The election is the first step in implementing all of the GCC agreement, said Darren Nance, UNDP's election coordinator in Yemen. He called it important for "moving forward through the transition process".

But that is no easy task.

Election monitors will have to traverse Yemen's notoriously lawless expanses, facing possible run-ins with tribesmen and even Al Qaeda fighters. They must also grapple with a separatist movement in the south, which opposes the power-transition agreement and Mr Hadi's presidential prospects.

Last week, a suicide bomber blew himself up at an election committee office in the southern city of Yemen.

Houthi rebels, who have fought intermittently with the government since 2004 in the country's north, said on Tuesday they would boycott the election, although they would not interfere with voting in the Saada governorate, which they control.

To avoid bloodshed, thousands of troops will be deployed across the country, said Khaled Al Qadhi, head of operations at Yemen's independent Supreme Committee for Election and Referendum.

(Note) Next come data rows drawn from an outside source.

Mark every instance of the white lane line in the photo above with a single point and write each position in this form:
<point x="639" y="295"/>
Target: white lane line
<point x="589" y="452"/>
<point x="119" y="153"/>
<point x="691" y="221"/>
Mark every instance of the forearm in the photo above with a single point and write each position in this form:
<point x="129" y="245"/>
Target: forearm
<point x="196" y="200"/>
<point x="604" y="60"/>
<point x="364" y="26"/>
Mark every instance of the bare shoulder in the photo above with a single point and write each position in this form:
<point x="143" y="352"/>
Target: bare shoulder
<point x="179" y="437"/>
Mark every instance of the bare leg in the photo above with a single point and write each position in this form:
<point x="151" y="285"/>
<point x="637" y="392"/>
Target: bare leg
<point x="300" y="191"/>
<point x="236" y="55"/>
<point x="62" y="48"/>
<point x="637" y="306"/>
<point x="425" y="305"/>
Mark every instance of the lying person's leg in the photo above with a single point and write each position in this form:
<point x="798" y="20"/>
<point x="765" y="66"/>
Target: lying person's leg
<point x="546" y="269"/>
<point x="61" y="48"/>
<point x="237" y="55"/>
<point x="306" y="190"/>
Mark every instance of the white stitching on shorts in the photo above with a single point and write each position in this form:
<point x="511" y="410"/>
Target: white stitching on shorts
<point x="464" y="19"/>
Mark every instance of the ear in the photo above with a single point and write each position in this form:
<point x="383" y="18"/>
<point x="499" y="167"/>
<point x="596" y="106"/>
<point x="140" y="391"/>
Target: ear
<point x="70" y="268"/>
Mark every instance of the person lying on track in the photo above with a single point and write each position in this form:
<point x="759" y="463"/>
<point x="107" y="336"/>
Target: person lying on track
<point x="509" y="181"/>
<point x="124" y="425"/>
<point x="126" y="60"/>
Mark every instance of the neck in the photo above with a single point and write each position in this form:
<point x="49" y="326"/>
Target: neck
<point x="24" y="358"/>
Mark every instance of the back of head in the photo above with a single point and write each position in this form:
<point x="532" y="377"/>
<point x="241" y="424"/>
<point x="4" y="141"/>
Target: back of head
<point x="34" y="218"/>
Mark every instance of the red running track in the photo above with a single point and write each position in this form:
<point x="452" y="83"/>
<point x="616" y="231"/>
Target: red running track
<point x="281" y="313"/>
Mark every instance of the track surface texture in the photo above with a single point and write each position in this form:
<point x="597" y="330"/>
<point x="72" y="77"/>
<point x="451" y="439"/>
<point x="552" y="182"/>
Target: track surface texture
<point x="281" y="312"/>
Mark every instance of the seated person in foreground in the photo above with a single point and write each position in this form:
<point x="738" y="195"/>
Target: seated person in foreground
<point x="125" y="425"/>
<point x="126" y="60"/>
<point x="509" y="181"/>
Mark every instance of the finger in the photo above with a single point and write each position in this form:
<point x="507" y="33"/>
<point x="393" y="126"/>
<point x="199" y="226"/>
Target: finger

"Our goal is that Yemenis vote without pressure or fear of violence," he said.

But the biggest issue for the election is its legitimacy, or lack of it. Aside from there being only one candidate, voters do not even have the option of voting "no" to Mr Hadi. The ballot paper will have one small check box with Mr Hadi's name next to it, according to the UNDP, against a background of an outline map of Yemen.

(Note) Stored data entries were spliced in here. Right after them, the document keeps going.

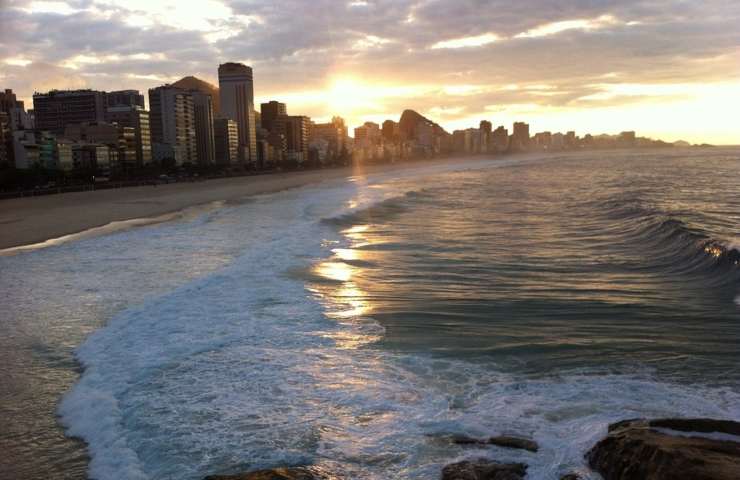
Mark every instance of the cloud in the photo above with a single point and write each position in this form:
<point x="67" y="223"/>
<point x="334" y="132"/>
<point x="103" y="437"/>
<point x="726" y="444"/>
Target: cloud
<point x="460" y="55"/>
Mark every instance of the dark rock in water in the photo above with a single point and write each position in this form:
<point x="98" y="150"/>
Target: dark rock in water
<point x="634" y="449"/>
<point x="482" y="469"/>
<point x="296" y="473"/>
<point x="571" y="476"/>
<point x="514" y="442"/>
<point x="500" y="441"/>
<point x="465" y="440"/>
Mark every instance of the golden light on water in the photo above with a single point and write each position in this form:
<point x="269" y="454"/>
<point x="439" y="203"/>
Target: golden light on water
<point x="346" y="301"/>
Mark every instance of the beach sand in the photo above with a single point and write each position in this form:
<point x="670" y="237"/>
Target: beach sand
<point x="31" y="220"/>
<point x="50" y="219"/>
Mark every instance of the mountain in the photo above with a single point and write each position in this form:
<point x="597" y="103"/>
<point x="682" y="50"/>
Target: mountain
<point x="194" y="83"/>
<point x="410" y="119"/>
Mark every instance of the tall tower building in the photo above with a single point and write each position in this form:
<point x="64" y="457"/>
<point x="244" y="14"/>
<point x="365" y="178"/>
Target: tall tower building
<point x="124" y="97"/>
<point x="55" y="110"/>
<point x="138" y="119"/>
<point x="203" y="111"/>
<point x="172" y="119"/>
<point x="270" y="112"/>
<point x="236" y="92"/>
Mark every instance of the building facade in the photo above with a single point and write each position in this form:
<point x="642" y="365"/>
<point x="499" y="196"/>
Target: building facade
<point x="226" y="141"/>
<point x="172" y="123"/>
<point x="55" y="110"/>
<point x="236" y="92"/>
<point x="137" y="118"/>
<point x="204" y="136"/>
<point x="129" y="98"/>
<point x="270" y="112"/>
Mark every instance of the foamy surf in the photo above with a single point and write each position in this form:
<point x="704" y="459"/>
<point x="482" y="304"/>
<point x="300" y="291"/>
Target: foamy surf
<point x="247" y="366"/>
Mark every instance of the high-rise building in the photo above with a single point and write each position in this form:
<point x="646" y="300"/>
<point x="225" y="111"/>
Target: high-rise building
<point x="296" y="135"/>
<point x="18" y="119"/>
<point x="172" y="120"/>
<point x="6" y="141"/>
<point x="270" y="112"/>
<point x="367" y="134"/>
<point x="485" y="136"/>
<point x="120" y="98"/>
<point x="236" y="91"/>
<point x="391" y="131"/>
<point x="226" y="141"/>
<point x="333" y="132"/>
<point x="500" y="139"/>
<point x="53" y="111"/>
<point x="138" y="119"/>
<point x="120" y="140"/>
<point x="520" y="136"/>
<point x="203" y="111"/>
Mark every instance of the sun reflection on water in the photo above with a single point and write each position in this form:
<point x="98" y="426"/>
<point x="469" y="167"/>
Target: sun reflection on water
<point x="346" y="302"/>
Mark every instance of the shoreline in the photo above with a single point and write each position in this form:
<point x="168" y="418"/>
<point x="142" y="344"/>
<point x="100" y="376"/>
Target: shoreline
<point x="36" y="222"/>
<point x="28" y="223"/>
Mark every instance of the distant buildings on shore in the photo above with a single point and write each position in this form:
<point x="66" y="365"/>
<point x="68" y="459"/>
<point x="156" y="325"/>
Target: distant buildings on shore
<point x="192" y="125"/>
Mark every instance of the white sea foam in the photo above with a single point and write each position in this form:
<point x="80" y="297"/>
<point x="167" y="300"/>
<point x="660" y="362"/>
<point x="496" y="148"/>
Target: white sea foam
<point x="242" y="368"/>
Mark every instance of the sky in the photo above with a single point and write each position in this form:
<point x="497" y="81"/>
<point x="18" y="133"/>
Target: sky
<point x="668" y="69"/>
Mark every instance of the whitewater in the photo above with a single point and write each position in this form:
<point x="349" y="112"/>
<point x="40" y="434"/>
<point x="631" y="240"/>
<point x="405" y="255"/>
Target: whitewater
<point x="231" y="347"/>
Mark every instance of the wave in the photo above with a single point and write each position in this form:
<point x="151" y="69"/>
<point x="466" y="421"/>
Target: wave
<point x="379" y="210"/>
<point x="671" y="243"/>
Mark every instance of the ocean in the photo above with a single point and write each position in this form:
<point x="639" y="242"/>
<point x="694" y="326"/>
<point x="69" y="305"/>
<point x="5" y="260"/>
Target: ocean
<point x="357" y="324"/>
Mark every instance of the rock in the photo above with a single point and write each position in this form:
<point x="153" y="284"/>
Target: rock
<point x="465" y="440"/>
<point x="296" y="473"/>
<point x="482" y="469"/>
<point x="637" y="449"/>
<point x="514" y="442"/>
<point x="505" y="441"/>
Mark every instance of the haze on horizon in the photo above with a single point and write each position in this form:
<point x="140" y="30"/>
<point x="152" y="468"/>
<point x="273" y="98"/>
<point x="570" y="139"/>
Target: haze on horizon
<point x="668" y="69"/>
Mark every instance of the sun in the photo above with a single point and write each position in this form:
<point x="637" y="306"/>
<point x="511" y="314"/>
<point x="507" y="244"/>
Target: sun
<point x="347" y="94"/>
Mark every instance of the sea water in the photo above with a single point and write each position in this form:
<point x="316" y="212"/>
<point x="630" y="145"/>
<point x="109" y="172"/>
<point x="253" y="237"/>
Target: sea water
<point x="357" y="324"/>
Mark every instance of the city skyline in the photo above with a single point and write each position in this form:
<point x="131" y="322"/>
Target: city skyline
<point x="669" y="71"/>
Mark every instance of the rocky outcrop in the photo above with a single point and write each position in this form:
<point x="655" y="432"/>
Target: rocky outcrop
<point x="669" y="449"/>
<point x="482" y="469"/>
<point x="505" y="441"/>
<point x="296" y="473"/>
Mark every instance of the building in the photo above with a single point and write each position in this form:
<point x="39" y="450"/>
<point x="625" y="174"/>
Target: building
<point x="519" y="137"/>
<point x="204" y="136"/>
<point x="120" y="140"/>
<point x="6" y="141"/>
<point x="90" y="156"/>
<point x="543" y="140"/>
<point x="138" y="119"/>
<point x="296" y="137"/>
<point x="334" y="133"/>
<point x="368" y="134"/>
<point x="486" y="128"/>
<point x="128" y="98"/>
<point x="391" y="131"/>
<point x="627" y="140"/>
<point x="172" y="126"/>
<point x="25" y="149"/>
<point x="270" y="112"/>
<point x="500" y="139"/>
<point x="55" y="110"/>
<point x="226" y="141"/>
<point x="236" y="92"/>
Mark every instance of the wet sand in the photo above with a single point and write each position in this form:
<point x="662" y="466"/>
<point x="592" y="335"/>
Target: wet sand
<point x="31" y="220"/>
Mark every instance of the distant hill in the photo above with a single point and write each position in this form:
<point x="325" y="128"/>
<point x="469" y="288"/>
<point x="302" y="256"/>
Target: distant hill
<point x="410" y="119"/>
<point x="194" y="83"/>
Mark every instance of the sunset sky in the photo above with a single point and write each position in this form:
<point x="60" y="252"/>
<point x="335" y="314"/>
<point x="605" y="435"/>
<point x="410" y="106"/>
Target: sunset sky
<point x="668" y="69"/>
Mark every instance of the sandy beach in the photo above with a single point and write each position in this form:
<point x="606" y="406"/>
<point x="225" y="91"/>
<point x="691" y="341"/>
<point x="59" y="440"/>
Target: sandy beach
<point x="32" y="220"/>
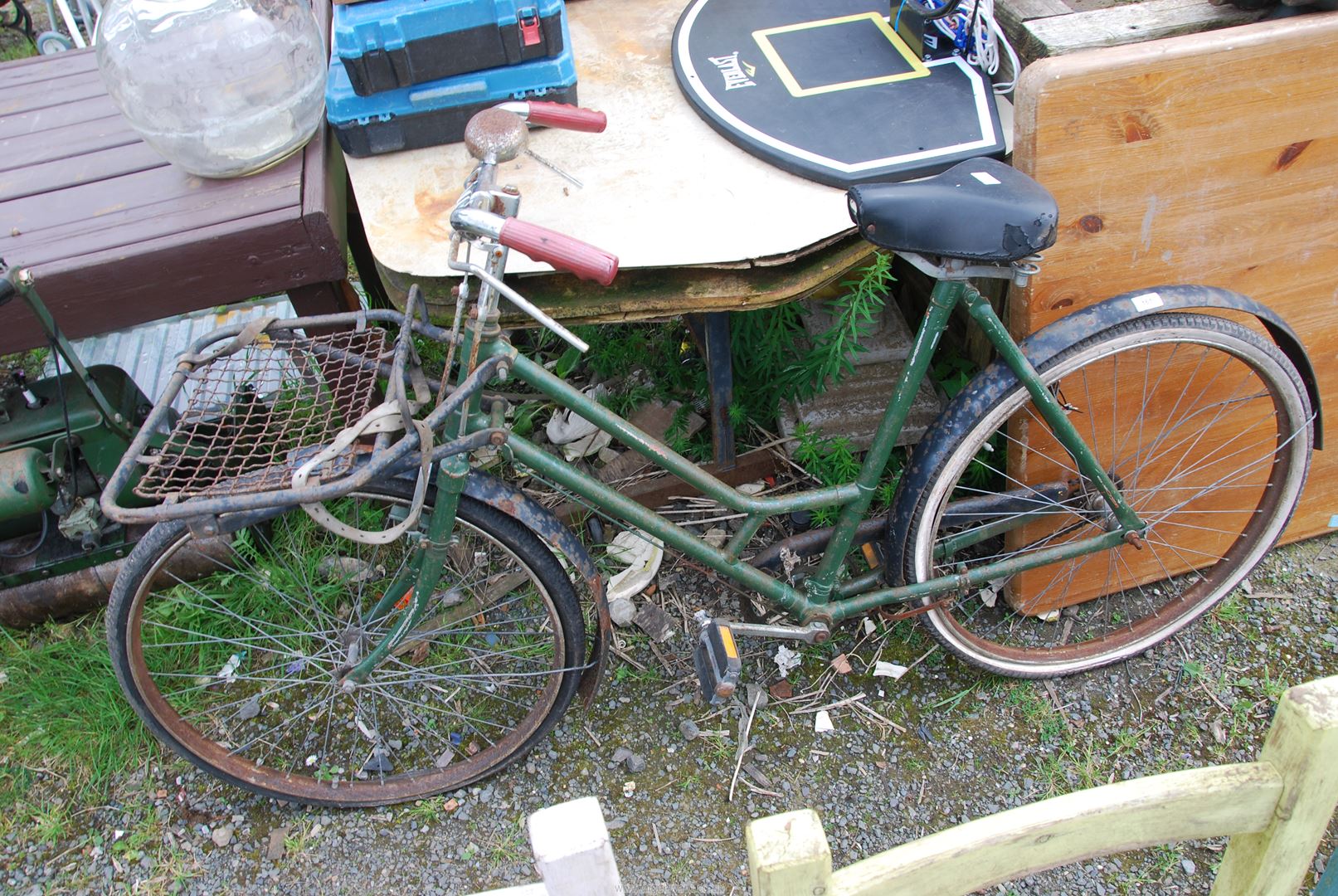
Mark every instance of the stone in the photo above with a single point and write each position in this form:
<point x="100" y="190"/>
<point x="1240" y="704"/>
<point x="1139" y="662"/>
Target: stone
<point x="275" y="850"/>
<point x="654" y="622"/>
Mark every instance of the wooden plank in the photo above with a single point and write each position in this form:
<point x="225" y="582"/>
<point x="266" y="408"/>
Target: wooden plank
<point x="48" y="177"/>
<point x="788" y="855"/>
<point x="1126" y="24"/>
<point x="1117" y="817"/>
<point x="128" y="210"/>
<point x="573" y="851"/>
<point x="47" y="94"/>
<point x="1303" y="747"/>
<point x="181" y="272"/>
<point x="1013" y="17"/>
<point x="70" y="141"/>
<point x="1204" y="159"/>
<point x="79" y="111"/>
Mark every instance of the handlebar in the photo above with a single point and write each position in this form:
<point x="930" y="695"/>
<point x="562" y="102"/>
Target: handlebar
<point x="494" y="137"/>
<point x="562" y="251"/>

Mr Al Qadhi said voters could just "leave the box empty on the ballot form" - but why would someone opposed to Mr Hadi even go to a polling station, asked Osama Shamsan, 28, a media coordinator for youth demonstrators camped out in Change Square in Sanaa.

He called the election a "charade" and "a waste of money". "Abdurabu Mansour is simply being assigned to his position, not voted in," he said.

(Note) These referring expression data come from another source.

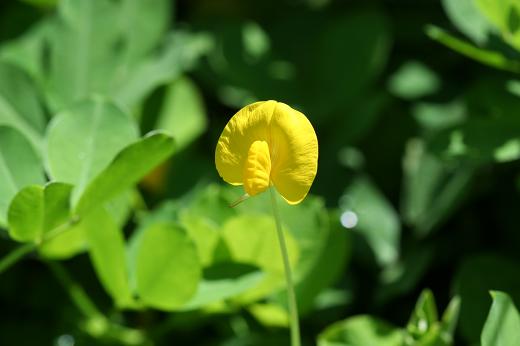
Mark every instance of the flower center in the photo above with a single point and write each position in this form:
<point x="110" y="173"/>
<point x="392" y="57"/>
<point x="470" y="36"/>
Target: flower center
<point x="257" y="168"/>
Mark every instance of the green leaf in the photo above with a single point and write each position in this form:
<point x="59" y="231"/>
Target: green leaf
<point x="142" y="24"/>
<point x="450" y="319"/>
<point x="433" y="189"/>
<point x="174" y="282"/>
<point x="129" y="166"/>
<point x="475" y="277"/>
<point x="177" y="54"/>
<point x="434" y="116"/>
<point x="84" y="139"/>
<point x="325" y="270"/>
<point x="36" y="210"/>
<point x="182" y="113"/>
<point x="375" y="219"/>
<point x="485" y="56"/>
<point x="413" y="80"/>
<point x="502" y="327"/>
<point x="424" y="316"/>
<point x="19" y="167"/>
<point x="361" y="331"/>
<point x="465" y="14"/>
<point x="65" y="245"/>
<point x="108" y="254"/>
<point x="19" y="105"/>
<point x="25" y="50"/>
<point x="252" y="239"/>
<point x="505" y="15"/>
<point x="223" y="281"/>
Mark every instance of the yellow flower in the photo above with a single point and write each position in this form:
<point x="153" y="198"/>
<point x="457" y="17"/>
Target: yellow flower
<point x="269" y="143"/>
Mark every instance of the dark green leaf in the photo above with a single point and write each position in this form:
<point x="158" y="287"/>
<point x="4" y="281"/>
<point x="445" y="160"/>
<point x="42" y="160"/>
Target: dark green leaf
<point x="174" y="282"/>
<point x="502" y="327"/>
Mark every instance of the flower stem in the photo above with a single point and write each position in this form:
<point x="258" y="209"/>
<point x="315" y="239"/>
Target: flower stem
<point x="293" y="308"/>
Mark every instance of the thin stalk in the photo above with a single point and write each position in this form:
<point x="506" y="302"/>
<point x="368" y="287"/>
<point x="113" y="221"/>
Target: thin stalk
<point x="293" y="308"/>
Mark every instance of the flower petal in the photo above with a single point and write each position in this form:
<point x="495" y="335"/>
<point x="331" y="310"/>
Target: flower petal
<point x="257" y="169"/>
<point x="249" y="124"/>
<point x="294" y="153"/>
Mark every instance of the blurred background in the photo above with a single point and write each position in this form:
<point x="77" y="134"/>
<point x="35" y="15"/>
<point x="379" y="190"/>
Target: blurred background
<point x="415" y="106"/>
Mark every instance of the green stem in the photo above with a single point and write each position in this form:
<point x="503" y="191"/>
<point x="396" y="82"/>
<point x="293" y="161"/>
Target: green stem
<point x="15" y="255"/>
<point x="293" y="308"/>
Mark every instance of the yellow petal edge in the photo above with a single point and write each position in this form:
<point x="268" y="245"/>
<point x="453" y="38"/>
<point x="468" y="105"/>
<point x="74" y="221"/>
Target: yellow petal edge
<point x="267" y="143"/>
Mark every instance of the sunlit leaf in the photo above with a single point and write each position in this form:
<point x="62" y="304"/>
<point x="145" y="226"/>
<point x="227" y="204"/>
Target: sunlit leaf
<point x="361" y="331"/>
<point x="174" y="282"/>
<point x="129" y="166"/>
<point x="182" y="113"/>
<point x="84" y="139"/>
<point x="466" y="15"/>
<point x="222" y="281"/>
<point x="108" y="254"/>
<point x="484" y="56"/>
<point x="36" y="210"/>
<point x="19" y="105"/>
<point x="19" y="167"/>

He and scores of young demonstrators have been holding rallies in the square urging Yemenis to boycott the election. They are also distributing fliers that call the GCC agreement illegitimate and contrary to the spirit of the Arab Spring uprisings.

They point out that the president's family still holds many key government positions and that Mr Hadi himself became vice president because of his close ties with Mr Saleh.

Even so, there seem to be many who think differently. Tens of thousands of anti-Saleh demonstrators have gathered around the country in recent weeks calling for his removal and on Mr Hadi to "save the country".

That so many would turn out in favour of a poll that few consider an actual election was indicative of a broader yearning for change, said April Longley Alley, a Yemen expert at the International Crisis Group, a Brussels-based research organisation.

"For many Yemenis, there is a desire to have an official break with the past," she said. "The election will be a way to bestow legitimacy on the new president, to symbolically close the chapter on Saleh's rule and to move on to a new phase."

Sheikh Mufarih Bahaibih, 60, a tribal leader from the Marib governorate, has instructed all 200,000 members of his Murad tribe to participate in Tuesday's ballot.

"We want and need this to end the regime and open a new era," he said, disputing those who questioned the ballot's legitimacy.

"This is a real election to us because in the past, Saleh always won."